Author David Sedaris and the cover of his book, "Let's Explore… (Hugh Hamrick / Little, Brown…)
When a friend gets rich and famous and moves to Paris, then prattles on about the nutty things that French dentists say, that's grounds for never speaking to that person again. When the friend in question is an imaginary friend and his name is David Sedaris, such indiscretions are not only forgiven but embraced wholeheartedly.
If there's ever been an author who is consistently forgiven for his trespasses, it's David Sedaris. In "Let's Explore Diabetes With Owls," everyone's favorite imaginary friend has abandoned France for the English countryside, where his life of leisure is only occasionally interrupted by sojourns to China, Australia and Japan. These sorts of indulgences might give your average personal essayist writer's block. After all, how do you describe having your laptop stolen in Hawaii or purchasing property in West Sussex and evoke the same relatable pathos and longing that you conjured as a confused gay kid growing up middle class in North Carolina?
But Sedaris pulls it off, not only by throwing in plenty of fresh stories about his youth but also by adhering closely to the emotional heart of each tale. Whether he's unearthing the ribald humor of Amtrak bar cars or analyzing the condescending political attitudes of the French, there's always an unexpected moment of poignancy or a forlorn bit of melancholy in the mix.
Even an initially disturbing tale of scooping baby sea turtles off the beach eventually leads Sedaris to reflect on trying to fit in with his peers as a kid. Here, as with so many of the essays in Sedaris' six previous bestselling collections, the glory is in the heartbreaking details: Shaun, conspirator in baby-sea-turtle-napping, is one of Sedaris' only male friends, so he spends a lot of time mimicking Shaun's behavior and trying to win his approval.
"Is this how a normal boy would swing his arms?" he later wonders in front of his parents' full-length mirror. "Is this how he'd laugh? Is this what he would find funny?" Later, when his father takes him to a football game, he worries, "Which team am I supposed to care about?" and "How should I react if somebody scores a point?"
Finally, Sedaris compares the hopeless sea turtles, "unhappily dragging themselves across [his] bedspread," to himself. "All they'd ever wanted was to live in the ocean — that was it, their entire wish list, and instead I'd decided they'd be better off in my bedroom. Just as my dad had decided that I'd be better off at the football game."
If you browse media coverage of Sedaris without reading his work, you might get the impression that he writes kooky little tales about his misspent youth. In fact, the author is a remarkably skilled storyteller and savvy essayist. He weaves together vivid images and sensations — the medicinal smell of his father's gin, the swampy funk of the sea turtles' aquarium, the way the turtles shells started to soften — into a coherent whole that packs a serious emotional punch. By the time we find out that the turtles perished and Shaun's father drank himself to death, we are firmly ensconced in a bittersweet world of Sedaris' making.

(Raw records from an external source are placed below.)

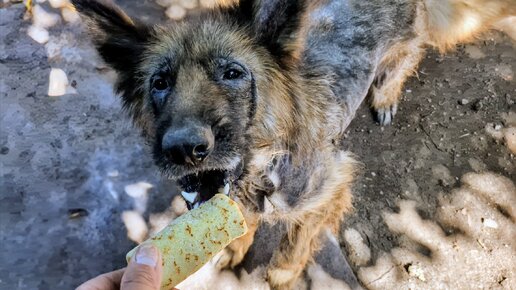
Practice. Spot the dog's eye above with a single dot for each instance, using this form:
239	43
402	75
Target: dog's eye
232	74
160	84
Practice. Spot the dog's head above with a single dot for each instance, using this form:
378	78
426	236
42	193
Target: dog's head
199	88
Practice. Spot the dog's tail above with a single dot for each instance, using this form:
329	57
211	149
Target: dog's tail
452	21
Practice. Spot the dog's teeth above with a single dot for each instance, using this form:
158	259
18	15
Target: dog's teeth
189	196
267	205
226	189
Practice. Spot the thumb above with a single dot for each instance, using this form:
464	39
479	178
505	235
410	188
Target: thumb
144	270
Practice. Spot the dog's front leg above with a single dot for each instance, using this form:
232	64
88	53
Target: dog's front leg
235	252
295	250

Although he has been criticized for embellishing his stories with entertaining exaggerations, Sedaris remains a trustworthy narrator primarily because he never shies away from offering up his deepest shame and mortification for our perusal, whether that involves envying Donny Osmond (when his father praises Osmond lavishly) or living in mortal fear of his upcoming colonoscopy.
Even his tale about exploring a delightful taxidermy shop in London has less to do with the dead animals themselves (and Pygmy heads and severed arms!) and more to do with the author's embarrassment at being fascinated by such grotesqueries. And when he and his partner, Hugh, acquire property in the England countryside, the idyllic setting soon gives way to Sedaris' growing obsession with hunting down every bit of stray litter in the surrounding area. In another chapter, the author confesses his revulsion toward the native habit of loudly spitting (anywhere and everywhere) in China. Plenty of authors have strange and wonderful stories to tell, but few are brave enough to tell their stories with such a robust mix of outrage and self-flagellation.
Not surprisingly, the satirical interstitials in "Let's Explore Diabetes with Owls" constitute its weakest chapters. It's not that Sedaris' absurd, first-person rants written from the perspectives of Christian fundamentalists, homophobic conservatives and lonely teenage tourists aren't funny, it's just that they turn the start of each chapter into a distracting game: Is this one Sedaris or a character he invented? And how can we not prefer our imaginary friend to his imaginary enemies? Sedaris has a singular knack for transforming trivial anecdotes into moving treatises on the quest for connection and sanity in a world gone mad.
That said, he has more than earned the right to experiment. He can indulge himself all he wants — in fictional soliloquies, in obsessive rubbish-gathering, in stuffed-owl coveting, in extended journeys across the globe — and we'll wait patiently for more. Yes, David Sedaris really is that good. And, based on this latest collection, he's getting only better.
Havrilesky is a Bookforum columnist and author of the memoir "Disaster Preparedness."